WhatsApp-native AI nutrition coach with Stripe monetization, serving real users
Overview
Calorichat is an AI-powered nutrition tracking application that lets users log meals through natural language and receive personalized coaching. Built as an internal Astravia product, it showcases how conversational AI can simplify tedious health tracking workflows.
Role
Full-Stack Developer & Product Owner
Designed, built, and shipped end-to-end as sole technical owner.
Tech Stack
Next.jsReactTypeScriptOpenAI APIWhatsApp Business APIPostgreSQLTailwind CSS
Challenges & Approach
01
Natural Language Meal Parsing
The Challenge
Users needed to log meals in plain language (e.g. "a bowl of rice with grilled chicken and a side salad") and get accurate calorie breakdowns. The AI had to handle ambiguous quantities, regional food names, and compound dishes without frustrating the user with follow-up questions.
The Approach
Designed a multi-pass parsing pipeline: the first pass extracts individual food items and inferred portions using an LLM prompt tuned with few-shot examples, and the second pass maps each item to a nutrition database for macronutrient values. A confidence score determines whether to auto-log or ask the user for clarification, keeping the interaction smooth for common cases.
02
Streaming AI Coach Responses
The Challenge
The nutrition coaching feature needed to feel conversational and responsive. Waiting for a full LLM response before displaying it made the experience feel sluggish, especially on slower connections.
The Approach
Implemented server-sent events (SSE) to stream tokens from the AI model directly to the client as they are generated. On the frontend, a custom hook incrementally renders markdown content, giving users the impression of a real-time conversation while the full response is still being generated.
03
Personalized Nutrition Goals
The Challenge
Different users have vastly different caloric needs based on age, weight, activity level, and personal goals (weight loss, muscle gain, maintenance). The system had to adapt recommendations dynamically without requiring a complex onboarding flow.
The Approach
Built a progressive profiling system that gathers user data over the first few interactions instead of requiring a long sign-up form. Nutritional targets are recalculated on each profile update using Mifflin-St Jeor equations and activity multipliers, and the AI coach prompt is dynamically injected with the user's current goals so responses stay contextually relevant.
04
WhatsApp-First Architecture with User Context
The Challenge
We wanted to make Calorichat accessible where users already spend their time — WhatsApp. This meant architecting a system where a specialized LLM could be reached through a simple chat message, while still maintaining full user context (meal history, goals, preferences) across conversations without a traditional app interface.
The Approach
Built an integration layer on top of the WhatsApp Business API that receives incoming messages via webhooks, resolves the sender to an internal user profile, and assembles a context window with their recent meal logs, nutritional targets, and conversation history.
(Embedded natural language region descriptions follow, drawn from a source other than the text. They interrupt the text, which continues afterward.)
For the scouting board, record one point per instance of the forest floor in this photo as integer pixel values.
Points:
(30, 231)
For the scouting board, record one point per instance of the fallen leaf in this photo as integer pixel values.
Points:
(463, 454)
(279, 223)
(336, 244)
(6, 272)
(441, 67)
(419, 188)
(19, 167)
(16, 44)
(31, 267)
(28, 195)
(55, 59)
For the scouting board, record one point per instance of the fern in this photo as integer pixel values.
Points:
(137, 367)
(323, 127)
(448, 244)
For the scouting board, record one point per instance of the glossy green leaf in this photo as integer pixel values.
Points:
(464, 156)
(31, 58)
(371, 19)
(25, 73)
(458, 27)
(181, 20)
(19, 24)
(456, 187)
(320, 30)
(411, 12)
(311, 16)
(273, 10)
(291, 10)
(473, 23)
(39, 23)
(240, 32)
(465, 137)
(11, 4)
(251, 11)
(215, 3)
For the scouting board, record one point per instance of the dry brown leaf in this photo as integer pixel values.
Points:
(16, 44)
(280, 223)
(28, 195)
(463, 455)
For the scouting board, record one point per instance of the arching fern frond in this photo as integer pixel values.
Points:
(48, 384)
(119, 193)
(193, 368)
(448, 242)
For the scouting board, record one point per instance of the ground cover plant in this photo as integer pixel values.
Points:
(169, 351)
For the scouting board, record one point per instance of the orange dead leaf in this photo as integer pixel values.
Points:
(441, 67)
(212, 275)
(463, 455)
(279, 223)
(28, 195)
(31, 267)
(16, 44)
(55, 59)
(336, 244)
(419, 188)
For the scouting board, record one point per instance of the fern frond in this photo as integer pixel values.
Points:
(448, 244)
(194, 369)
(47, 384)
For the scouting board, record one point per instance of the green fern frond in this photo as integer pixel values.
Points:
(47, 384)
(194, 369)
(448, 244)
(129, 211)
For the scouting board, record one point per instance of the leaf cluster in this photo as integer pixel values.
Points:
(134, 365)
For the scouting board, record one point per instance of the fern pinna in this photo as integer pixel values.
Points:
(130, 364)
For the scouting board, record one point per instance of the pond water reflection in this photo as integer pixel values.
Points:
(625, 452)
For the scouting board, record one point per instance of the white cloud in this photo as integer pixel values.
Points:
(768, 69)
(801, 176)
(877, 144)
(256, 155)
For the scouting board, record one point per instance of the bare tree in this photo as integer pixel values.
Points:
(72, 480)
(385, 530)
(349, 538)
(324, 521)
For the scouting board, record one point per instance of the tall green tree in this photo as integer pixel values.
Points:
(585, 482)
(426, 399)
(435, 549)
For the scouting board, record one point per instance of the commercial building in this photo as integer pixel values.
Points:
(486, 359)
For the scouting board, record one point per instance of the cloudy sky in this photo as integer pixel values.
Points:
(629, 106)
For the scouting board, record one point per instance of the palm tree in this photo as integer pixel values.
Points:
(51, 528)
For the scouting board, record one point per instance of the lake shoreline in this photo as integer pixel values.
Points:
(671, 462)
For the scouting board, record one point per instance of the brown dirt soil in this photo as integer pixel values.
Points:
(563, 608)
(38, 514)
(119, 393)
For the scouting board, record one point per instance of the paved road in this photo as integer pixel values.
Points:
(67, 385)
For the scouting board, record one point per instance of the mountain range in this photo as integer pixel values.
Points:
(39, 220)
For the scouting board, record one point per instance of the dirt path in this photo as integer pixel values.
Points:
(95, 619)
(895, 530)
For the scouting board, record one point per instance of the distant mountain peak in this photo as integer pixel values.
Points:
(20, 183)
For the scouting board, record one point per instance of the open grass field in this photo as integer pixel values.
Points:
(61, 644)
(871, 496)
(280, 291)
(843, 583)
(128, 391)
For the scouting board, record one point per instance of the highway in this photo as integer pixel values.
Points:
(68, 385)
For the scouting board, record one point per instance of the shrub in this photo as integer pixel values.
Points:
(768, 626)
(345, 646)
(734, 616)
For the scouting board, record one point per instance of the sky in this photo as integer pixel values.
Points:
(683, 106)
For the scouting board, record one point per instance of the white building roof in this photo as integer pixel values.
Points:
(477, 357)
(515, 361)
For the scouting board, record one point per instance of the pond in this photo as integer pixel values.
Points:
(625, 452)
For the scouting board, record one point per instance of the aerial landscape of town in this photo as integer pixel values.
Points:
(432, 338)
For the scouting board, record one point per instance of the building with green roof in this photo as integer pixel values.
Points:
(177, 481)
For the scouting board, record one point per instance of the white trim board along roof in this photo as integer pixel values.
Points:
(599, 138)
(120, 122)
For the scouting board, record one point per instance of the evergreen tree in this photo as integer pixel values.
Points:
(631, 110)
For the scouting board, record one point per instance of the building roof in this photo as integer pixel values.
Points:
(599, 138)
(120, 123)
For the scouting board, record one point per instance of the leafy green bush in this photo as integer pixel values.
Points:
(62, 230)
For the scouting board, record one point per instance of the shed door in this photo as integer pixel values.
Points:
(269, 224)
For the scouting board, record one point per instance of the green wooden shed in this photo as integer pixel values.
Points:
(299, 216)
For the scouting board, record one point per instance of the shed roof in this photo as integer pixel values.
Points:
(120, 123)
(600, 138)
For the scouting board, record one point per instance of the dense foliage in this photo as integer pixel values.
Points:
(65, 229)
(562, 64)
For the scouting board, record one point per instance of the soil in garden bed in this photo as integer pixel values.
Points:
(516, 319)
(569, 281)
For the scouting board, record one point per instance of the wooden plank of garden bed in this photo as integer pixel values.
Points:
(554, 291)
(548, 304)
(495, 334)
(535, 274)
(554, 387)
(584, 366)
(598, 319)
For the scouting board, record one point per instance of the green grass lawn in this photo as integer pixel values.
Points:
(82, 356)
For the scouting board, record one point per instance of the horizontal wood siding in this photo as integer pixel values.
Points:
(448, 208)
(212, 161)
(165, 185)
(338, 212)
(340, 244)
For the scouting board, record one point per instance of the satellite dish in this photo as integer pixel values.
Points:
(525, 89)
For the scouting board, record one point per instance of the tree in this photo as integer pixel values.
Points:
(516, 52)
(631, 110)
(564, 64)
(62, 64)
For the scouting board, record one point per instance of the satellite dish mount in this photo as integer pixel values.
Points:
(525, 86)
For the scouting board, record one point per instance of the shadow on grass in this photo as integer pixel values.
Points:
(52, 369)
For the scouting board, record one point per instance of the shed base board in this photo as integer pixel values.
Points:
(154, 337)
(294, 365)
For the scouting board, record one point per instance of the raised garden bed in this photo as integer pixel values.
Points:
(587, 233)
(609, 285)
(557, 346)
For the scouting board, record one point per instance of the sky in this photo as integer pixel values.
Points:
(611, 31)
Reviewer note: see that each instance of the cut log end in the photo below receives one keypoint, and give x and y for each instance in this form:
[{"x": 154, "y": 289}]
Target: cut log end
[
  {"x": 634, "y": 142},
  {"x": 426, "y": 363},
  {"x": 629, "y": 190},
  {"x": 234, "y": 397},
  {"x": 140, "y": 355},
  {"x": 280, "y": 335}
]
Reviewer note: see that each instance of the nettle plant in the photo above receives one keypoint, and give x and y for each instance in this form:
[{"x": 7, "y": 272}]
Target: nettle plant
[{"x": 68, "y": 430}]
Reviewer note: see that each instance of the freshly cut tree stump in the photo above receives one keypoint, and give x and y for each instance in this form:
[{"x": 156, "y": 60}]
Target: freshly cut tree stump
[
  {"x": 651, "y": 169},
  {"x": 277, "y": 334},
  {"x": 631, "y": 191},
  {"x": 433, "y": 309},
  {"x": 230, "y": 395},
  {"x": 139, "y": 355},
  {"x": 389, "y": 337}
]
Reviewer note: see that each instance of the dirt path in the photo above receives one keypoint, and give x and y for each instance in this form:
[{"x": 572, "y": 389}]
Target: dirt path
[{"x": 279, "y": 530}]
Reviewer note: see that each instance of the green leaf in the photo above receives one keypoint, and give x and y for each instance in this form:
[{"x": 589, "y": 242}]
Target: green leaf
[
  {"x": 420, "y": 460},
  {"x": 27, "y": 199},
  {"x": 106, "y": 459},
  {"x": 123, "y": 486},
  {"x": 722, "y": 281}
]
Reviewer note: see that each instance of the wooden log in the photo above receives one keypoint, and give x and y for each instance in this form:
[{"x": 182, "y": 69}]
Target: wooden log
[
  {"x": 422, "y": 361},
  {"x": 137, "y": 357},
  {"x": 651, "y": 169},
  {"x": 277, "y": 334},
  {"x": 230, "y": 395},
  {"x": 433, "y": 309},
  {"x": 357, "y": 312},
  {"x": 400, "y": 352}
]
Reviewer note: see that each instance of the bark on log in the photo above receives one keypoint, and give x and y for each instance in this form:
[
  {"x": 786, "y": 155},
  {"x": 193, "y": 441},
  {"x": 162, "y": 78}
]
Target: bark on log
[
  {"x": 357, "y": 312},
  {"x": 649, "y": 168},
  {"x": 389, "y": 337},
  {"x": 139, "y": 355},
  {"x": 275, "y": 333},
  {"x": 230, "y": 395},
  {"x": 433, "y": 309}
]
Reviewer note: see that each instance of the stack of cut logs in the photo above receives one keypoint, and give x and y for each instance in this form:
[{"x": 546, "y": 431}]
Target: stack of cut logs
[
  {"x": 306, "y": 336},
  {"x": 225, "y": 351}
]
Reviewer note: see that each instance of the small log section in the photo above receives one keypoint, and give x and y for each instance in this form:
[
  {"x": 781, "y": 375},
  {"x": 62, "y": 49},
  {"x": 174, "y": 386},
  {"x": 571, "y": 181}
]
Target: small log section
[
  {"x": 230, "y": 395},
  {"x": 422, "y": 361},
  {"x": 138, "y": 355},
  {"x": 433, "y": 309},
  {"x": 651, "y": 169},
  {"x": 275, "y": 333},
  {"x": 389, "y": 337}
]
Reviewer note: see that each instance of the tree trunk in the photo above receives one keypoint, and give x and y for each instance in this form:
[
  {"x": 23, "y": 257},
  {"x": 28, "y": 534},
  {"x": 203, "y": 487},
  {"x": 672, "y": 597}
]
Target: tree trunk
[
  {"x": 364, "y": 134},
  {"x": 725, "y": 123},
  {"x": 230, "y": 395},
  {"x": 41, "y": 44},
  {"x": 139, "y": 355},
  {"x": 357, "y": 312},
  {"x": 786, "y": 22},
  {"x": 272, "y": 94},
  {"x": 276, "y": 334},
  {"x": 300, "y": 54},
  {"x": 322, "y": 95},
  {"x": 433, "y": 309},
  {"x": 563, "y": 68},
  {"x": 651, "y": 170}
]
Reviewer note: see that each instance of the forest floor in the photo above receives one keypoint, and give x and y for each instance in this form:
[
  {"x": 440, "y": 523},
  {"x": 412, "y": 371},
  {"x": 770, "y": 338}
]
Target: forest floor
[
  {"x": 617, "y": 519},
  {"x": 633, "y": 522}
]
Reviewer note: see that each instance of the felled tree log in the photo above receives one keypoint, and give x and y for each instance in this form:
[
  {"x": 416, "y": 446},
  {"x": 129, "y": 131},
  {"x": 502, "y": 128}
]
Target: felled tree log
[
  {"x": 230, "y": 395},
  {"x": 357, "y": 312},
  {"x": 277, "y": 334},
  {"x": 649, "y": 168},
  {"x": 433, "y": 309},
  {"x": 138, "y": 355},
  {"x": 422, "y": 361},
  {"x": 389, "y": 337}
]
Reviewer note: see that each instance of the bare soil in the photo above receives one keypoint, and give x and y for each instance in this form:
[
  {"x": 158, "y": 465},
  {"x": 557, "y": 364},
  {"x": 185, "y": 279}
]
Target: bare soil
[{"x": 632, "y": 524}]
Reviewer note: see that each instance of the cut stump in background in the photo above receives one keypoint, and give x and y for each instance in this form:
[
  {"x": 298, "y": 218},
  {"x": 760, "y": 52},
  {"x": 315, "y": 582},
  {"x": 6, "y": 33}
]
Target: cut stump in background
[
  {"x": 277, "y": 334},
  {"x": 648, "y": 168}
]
This context is injected into the LLM system prompt on every request so the AI responds as a personalized coach — not a stateless chatbot. The architecture keeps the LLM specialized and lightweight while the context service handles all the user-state management separately.
05
Paywall in the WhatsApp Interface
The Challenge
Monetizing a product that lives entirely inside WhatsApp is a unique challenge. There is no app store, no native payment UI, and no way to gate content behind a login screen. We needed a frictionless way to enforce subscription limits and collect payments without breaking the conversational flow.
The Approach
Implemented a usage-based gating system: free-tier users get a set number of AI interactions per month, tracked server-side against their phone number. When a user hits the limit, the bot responds with a personalized message and a secure, short-lived payment link that opens a Stripe checkout page pre-filled with their account info. Once payment is confirmed via Stripe webhooks, the subscription is activated instantly and the bot resumes responding — the user never leaves the WhatsApp thread for more than a few seconds.
06
AI Tool Calls for Database Manipulation
The Challenge
Users needed to create, edit, and delete meal records and profile data entirely through natural conversation. Telling the AI "actually that was a small coffee, not a large" or "log a banana for yesterday's breakfast" required the model to understand intent and translate it into precise database operations — without exposing raw CRUD endpoints to the user.
The Approach
Leveraged the OpenAI function-calling (tool use) API to define a set of structured tools the LLM can invoke: create_meal_record, update_meal_record, delete_meal_record, and update_user_profile. Each tool has a strict JSON schema that the model must satisfy. When the model decides an action is needed, it emits a tool call with the structured parameters; the backend validates the payload, enforces ownership checks, executes the database operation, and returns the result to the model so it can confirm the change to the user in natural language. This keeps the AI in the driver's seat for UX while the backend retains full control over data integrity and authorization.